The Korea Herald

지나쌤

[Editorial] Pride in suicide attacks?

Kamikaze is shameful legacy

By Korea Herald

Published : Feb. 7, 2014 - 20:15

    • Link copied

There has come another episode illustrating Japan’s perverse and unashamed perception of its wartime wrongdoings: A Japanese town is seeking to include records of World War II kamikaze suicide pilots in UNESCO’s “Memory of the World Register.” We find this unthinkable, and we believe most people in the civilized world would, too.

The mayor of the town said he hopes that the 333 notes and letters left by the pilots will convey to the world the “importance of peace” and “wretchedness of war” by preserving and handing down the “messages of truth.”

The documents, kept at the Chiran Peace Museum in Minamikyushu, are part of more than 14,000 pieces of writing left by the ill-fated pilots.
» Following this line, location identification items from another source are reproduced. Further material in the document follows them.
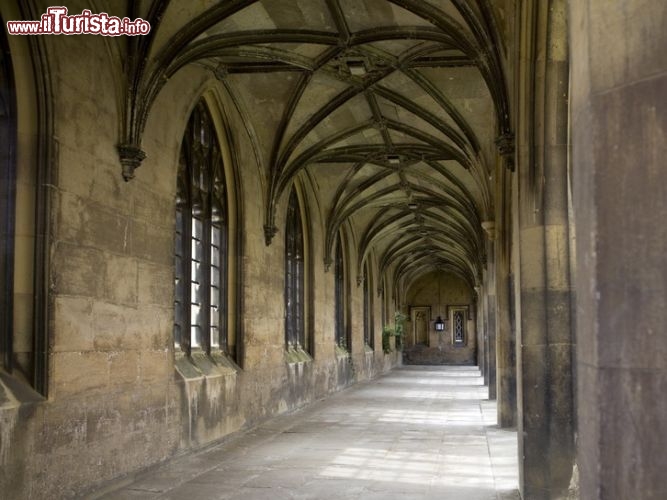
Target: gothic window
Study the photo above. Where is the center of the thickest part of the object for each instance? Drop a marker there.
(23, 302)
(295, 337)
(7, 204)
(368, 309)
(201, 249)
(458, 322)
(339, 277)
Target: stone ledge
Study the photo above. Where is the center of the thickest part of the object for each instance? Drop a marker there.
(341, 352)
(200, 365)
(14, 393)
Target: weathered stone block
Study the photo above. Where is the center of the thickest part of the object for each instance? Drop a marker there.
(120, 280)
(78, 372)
(78, 269)
(73, 324)
(155, 284)
(152, 243)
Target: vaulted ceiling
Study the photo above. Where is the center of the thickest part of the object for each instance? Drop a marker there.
(390, 109)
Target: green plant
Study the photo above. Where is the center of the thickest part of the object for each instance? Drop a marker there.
(387, 332)
(398, 331)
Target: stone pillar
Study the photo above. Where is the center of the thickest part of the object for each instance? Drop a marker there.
(505, 336)
(545, 345)
(619, 140)
(490, 320)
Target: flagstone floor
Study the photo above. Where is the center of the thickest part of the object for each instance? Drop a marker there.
(418, 432)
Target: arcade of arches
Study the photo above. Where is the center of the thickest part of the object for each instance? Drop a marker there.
(220, 221)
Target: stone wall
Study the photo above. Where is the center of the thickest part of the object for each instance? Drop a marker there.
(119, 397)
(619, 131)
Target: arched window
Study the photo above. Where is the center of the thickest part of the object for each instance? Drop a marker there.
(368, 309)
(23, 227)
(339, 277)
(8, 124)
(201, 247)
(295, 336)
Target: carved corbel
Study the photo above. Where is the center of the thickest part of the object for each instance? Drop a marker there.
(489, 227)
(505, 145)
(131, 157)
(269, 233)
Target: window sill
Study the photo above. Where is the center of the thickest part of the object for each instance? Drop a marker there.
(200, 365)
(293, 356)
(341, 352)
(14, 393)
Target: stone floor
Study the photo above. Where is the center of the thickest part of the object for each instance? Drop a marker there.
(419, 432)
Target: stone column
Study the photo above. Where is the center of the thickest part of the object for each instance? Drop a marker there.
(619, 131)
(505, 337)
(544, 344)
(490, 320)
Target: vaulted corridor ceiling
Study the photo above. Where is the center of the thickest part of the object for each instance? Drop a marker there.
(393, 109)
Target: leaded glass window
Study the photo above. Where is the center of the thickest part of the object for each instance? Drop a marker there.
(368, 312)
(339, 277)
(458, 325)
(201, 251)
(295, 337)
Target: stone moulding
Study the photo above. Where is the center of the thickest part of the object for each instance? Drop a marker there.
(131, 157)
(505, 145)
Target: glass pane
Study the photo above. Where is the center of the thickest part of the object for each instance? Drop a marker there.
(195, 336)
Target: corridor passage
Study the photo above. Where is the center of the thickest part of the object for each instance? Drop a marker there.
(416, 433)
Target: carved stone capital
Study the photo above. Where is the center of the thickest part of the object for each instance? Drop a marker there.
(269, 233)
(489, 227)
(505, 145)
(131, 157)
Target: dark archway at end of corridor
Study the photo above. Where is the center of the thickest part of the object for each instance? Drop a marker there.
(440, 296)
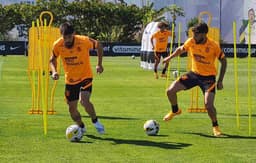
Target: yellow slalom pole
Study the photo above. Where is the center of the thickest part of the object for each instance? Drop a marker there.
(249, 82)
(236, 77)
(41, 74)
(169, 66)
(45, 74)
(179, 38)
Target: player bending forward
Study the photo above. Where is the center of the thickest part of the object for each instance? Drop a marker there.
(203, 52)
(74, 52)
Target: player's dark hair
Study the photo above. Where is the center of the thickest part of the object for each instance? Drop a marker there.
(200, 28)
(66, 29)
(251, 10)
(162, 25)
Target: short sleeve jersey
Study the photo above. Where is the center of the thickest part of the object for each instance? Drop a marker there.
(76, 60)
(203, 56)
(161, 40)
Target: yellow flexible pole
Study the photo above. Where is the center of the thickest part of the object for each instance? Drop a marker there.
(249, 82)
(169, 66)
(236, 78)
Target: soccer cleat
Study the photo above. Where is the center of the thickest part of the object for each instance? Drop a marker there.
(170, 115)
(99, 127)
(156, 75)
(163, 75)
(83, 130)
(216, 131)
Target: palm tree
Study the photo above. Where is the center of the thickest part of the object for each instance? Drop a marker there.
(175, 11)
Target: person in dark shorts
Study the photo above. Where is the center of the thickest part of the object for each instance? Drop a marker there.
(203, 52)
(159, 41)
(74, 52)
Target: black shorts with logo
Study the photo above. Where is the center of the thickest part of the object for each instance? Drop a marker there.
(191, 79)
(159, 54)
(72, 91)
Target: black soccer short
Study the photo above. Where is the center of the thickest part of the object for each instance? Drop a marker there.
(191, 79)
(159, 54)
(72, 91)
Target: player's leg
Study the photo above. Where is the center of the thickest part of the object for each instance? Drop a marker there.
(74, 113)
(89, 108)
(165, 54)
(157, 61)
(211, 110)
(186, 81)
(72, 96)
(172, 91)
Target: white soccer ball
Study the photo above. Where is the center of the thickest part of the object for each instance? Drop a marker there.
(151, 127)
(74, 133)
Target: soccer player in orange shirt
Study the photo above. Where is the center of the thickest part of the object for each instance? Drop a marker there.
(203, 52)
(159, 41)
(74, 52)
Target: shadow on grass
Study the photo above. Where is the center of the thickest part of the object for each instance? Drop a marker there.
(113, 118)
(234, 115)
(225, 136)
(165, 145)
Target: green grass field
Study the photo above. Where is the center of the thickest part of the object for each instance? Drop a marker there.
(125, 96)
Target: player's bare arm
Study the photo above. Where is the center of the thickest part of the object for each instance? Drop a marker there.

Minamikyushu was home to a base for pilots who crashed their planes into allied warships toward the end of the war. That remains an outstanding symbol of Japan’s fanatical nationalism and exploitation of young soldiers. There has been historical proof that not a few kamikaze pilots participated in the mission against their will. Not to be ignored is that the 1,036 young pilots who lost their lives in the kamikaze operation included 11 Koreans.

It is not the first time that Japan’s central and local governments have sought international recognition of what others view as its shameful wartime history. In September last year, the Japanese government sought to list the Hashima Island that housed coal mines and other facilities where Koreans were forced into slave labor during the war as World Heritage sites. The city of Maizuru also plans to seek to include records about Japanese prisoners of war that had been detained in Siberia after the end of the war in the Memory of the World Register.

There are too many Japanese who do not have a minimum level of human conscience and judgment to tell the things to be proud of from those of which they should be ashamed. Perhaps we might have to expect to encounter many more such people unless the fanatical nationalist wind fanned by Prime Minister Shinzo Abe is stopped.